FDR ordered American military forces to ‘shoot on sight’ months before Pearl Harbor, just as Charles Lindbergh, the original America Firster, was about to address an anti-war rally.
In 1941: Fighting the Shadow War: A Divided America in a World at War, historian Marc Wortman depicts how President Franklin Roosevelt led America into war long before Pearl Harbor while the nation remained deeply divided over its role in World War II. By September 1941, American “Neutrality Patrol” ships were sailing deep within Hitler’s declared Atlantic Ocean combat zone. Violent confrontation between the U.S. and Germany was inevitable. The first shots of the “undeclared war” were fired on September 4, 1941.

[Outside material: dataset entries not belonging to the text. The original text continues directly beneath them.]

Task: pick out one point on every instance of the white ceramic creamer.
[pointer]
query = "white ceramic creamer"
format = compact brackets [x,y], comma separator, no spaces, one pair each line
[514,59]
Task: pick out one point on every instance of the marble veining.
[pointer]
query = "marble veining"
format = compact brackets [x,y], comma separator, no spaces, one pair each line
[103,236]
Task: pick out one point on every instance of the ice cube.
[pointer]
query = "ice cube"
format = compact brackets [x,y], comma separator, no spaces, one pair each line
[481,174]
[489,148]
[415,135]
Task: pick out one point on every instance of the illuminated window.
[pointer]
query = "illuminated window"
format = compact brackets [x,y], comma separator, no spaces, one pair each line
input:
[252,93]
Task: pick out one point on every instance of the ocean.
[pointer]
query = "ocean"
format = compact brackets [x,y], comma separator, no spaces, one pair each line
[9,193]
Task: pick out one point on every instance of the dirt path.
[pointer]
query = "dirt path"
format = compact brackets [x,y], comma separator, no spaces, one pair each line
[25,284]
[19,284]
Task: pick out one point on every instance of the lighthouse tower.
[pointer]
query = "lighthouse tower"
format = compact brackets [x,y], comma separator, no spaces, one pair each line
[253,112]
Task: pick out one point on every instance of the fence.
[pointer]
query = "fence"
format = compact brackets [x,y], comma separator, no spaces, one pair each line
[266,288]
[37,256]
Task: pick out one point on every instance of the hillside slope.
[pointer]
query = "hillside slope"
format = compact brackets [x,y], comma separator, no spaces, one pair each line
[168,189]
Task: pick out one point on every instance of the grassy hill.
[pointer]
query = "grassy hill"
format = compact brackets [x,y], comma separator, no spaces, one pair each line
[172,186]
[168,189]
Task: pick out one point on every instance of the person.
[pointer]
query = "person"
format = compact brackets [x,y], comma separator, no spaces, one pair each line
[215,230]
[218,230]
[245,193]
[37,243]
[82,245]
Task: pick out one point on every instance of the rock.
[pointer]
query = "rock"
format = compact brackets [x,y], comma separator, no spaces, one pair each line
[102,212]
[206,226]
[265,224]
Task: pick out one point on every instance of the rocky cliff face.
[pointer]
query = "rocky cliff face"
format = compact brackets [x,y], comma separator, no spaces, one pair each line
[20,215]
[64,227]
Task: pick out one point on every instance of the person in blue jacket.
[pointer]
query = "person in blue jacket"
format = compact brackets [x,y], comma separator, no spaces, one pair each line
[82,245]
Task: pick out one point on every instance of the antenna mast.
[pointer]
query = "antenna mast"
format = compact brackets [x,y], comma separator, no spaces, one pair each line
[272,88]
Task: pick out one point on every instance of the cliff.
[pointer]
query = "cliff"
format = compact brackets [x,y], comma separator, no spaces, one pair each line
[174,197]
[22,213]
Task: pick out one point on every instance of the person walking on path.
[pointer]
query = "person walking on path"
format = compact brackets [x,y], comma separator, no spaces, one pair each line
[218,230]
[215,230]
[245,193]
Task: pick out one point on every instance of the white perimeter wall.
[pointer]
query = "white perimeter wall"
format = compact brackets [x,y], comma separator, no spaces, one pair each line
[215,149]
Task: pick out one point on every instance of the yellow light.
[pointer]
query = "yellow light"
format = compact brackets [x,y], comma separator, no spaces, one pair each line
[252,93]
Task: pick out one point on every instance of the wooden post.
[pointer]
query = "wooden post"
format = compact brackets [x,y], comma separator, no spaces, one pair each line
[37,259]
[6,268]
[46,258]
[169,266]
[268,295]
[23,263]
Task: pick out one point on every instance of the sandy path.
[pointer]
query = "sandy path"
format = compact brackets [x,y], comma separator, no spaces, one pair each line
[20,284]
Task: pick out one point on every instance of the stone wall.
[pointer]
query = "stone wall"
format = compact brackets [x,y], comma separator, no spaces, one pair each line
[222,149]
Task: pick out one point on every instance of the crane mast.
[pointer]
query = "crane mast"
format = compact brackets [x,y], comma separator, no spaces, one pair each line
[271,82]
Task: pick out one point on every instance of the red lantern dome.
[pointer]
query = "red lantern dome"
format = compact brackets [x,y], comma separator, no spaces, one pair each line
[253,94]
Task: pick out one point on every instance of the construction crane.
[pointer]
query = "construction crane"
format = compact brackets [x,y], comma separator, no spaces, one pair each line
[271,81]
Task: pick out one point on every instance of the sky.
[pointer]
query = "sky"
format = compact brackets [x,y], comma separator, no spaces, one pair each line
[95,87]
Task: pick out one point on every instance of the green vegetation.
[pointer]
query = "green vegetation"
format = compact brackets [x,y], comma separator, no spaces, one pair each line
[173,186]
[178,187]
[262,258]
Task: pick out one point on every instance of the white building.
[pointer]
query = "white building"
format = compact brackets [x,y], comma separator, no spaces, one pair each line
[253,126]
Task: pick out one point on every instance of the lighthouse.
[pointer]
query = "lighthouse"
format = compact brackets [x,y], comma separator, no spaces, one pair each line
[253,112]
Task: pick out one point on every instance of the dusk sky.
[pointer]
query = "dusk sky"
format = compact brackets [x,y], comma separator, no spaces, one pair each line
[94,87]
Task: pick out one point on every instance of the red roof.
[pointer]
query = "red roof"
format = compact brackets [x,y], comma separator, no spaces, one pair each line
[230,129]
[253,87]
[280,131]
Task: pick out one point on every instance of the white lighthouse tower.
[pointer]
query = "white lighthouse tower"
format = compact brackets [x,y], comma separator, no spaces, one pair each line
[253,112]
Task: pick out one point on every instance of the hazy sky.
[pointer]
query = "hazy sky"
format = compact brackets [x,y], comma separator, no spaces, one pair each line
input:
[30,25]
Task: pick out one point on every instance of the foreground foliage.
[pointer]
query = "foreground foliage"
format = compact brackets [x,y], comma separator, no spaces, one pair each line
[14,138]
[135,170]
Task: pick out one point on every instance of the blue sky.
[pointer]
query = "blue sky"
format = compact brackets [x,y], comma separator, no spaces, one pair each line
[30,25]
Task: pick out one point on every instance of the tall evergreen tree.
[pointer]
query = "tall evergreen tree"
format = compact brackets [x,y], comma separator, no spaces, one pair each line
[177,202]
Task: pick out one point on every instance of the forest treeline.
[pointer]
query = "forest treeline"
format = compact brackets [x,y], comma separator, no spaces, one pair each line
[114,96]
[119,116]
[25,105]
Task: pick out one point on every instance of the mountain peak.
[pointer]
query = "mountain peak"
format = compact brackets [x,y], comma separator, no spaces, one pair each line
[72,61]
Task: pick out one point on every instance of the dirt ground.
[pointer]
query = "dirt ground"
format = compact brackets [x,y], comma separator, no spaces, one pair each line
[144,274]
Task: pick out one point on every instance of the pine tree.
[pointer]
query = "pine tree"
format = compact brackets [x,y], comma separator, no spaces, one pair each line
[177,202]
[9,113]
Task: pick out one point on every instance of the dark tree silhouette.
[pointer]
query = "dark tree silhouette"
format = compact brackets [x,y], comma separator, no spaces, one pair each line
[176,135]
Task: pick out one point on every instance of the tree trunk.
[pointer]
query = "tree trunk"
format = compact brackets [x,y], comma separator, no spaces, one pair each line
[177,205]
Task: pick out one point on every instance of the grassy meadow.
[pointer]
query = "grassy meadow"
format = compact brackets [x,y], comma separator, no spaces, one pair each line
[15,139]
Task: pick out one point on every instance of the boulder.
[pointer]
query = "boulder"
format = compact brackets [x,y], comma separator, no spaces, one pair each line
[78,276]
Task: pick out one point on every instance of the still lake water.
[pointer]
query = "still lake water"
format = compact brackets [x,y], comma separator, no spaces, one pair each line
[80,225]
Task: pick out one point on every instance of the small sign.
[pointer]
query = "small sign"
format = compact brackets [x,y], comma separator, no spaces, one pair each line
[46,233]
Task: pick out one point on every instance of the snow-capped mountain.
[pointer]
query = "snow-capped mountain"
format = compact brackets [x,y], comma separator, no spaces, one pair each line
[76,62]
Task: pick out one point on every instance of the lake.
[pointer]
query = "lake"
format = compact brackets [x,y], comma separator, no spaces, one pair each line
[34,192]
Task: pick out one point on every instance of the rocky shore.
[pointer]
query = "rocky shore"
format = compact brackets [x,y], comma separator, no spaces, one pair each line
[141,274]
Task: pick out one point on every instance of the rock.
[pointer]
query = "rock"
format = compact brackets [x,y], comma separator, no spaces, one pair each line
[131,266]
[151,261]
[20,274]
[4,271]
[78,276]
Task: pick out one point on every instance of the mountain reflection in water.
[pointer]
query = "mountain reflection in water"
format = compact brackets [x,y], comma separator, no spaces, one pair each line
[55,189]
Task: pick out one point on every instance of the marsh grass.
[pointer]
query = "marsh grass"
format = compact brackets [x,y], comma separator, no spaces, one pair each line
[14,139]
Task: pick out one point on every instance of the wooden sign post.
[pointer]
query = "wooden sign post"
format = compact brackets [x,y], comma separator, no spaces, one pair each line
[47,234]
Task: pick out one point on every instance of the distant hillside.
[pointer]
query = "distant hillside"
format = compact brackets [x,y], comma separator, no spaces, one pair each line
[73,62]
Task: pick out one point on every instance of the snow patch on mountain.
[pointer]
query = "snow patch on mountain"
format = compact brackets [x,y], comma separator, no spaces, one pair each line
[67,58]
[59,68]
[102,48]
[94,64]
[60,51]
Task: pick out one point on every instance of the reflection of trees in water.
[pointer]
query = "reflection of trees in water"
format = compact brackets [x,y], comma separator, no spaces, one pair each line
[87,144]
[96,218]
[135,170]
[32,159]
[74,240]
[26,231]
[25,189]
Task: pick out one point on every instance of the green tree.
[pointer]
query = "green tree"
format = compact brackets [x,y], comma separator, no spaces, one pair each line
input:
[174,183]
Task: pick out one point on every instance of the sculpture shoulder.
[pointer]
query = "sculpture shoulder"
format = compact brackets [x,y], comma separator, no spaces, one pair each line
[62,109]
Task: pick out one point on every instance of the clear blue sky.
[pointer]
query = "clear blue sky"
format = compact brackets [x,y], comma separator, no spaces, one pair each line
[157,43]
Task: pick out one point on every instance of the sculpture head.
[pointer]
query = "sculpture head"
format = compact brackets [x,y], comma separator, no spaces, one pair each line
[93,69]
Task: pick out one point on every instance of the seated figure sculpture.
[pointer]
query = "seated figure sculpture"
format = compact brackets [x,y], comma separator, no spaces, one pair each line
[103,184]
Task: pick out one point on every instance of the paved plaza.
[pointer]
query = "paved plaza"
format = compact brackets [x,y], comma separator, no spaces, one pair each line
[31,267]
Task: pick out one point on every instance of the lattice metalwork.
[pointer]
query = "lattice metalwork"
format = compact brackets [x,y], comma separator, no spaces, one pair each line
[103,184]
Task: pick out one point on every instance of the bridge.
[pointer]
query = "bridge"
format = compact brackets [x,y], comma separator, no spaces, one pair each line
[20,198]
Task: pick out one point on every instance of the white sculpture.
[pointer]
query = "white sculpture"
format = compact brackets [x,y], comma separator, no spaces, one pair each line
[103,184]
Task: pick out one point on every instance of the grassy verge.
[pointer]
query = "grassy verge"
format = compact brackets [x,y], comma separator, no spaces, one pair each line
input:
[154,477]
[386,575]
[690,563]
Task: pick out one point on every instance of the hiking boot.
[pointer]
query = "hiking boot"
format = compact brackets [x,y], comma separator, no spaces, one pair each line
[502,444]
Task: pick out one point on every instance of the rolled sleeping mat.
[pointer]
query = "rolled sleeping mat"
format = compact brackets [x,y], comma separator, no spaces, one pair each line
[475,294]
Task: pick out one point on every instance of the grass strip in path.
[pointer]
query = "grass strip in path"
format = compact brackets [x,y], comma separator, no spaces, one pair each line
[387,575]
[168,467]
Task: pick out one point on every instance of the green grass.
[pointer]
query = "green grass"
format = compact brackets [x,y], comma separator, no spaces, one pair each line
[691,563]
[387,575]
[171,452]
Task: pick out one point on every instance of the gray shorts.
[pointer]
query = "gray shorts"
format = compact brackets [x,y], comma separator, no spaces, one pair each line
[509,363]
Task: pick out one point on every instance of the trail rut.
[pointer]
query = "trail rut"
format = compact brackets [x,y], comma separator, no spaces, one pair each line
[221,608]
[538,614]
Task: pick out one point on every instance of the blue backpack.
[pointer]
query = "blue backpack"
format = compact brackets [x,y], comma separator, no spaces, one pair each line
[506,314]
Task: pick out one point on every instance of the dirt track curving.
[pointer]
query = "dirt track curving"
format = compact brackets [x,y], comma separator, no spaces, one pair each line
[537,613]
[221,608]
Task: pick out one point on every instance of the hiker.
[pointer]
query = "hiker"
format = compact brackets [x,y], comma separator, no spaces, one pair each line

That day, deep in the North Atlantic, a naval destroyer, the USS Greer, steaming to Iceland, which American forces had occupied in early July, shadowed a German submarine. The Greer’s skipper trailed the U-boat to alert British forces. After a British patrol plane attacked the U-boat, the German commander, believing he was under attack by the destroyer, fired torpedoes in response. The Greer returned fire before breaking off the attack.
FDR knew that this “unprovoked” attack involved threatening American action. But those German torpedoes gave him the “first shot” he believed he needed to commence open hostilities. It was time to inform the American people that “undeclared” war had begun.
He waited to announce the military’s “shoot on sight” order until the evening of September 11. Perhaps deliberately, the president’s radio address to the American people and the world came in the midst of an America First rally in opposition to U.S. intervention in the war, in Des Moines. Eight thousand people were on hand to hear the anti-war forces’ most powerful spokesperson, aviation hero Charles Lindbergh. Lindbergh’s personal diaries show that, after months of hesitation and preparation, he intended to tell the American people that “other people,” Jews, British supporters, and the White House, he claimed, formed a conspiracy to push the unwilling country into war.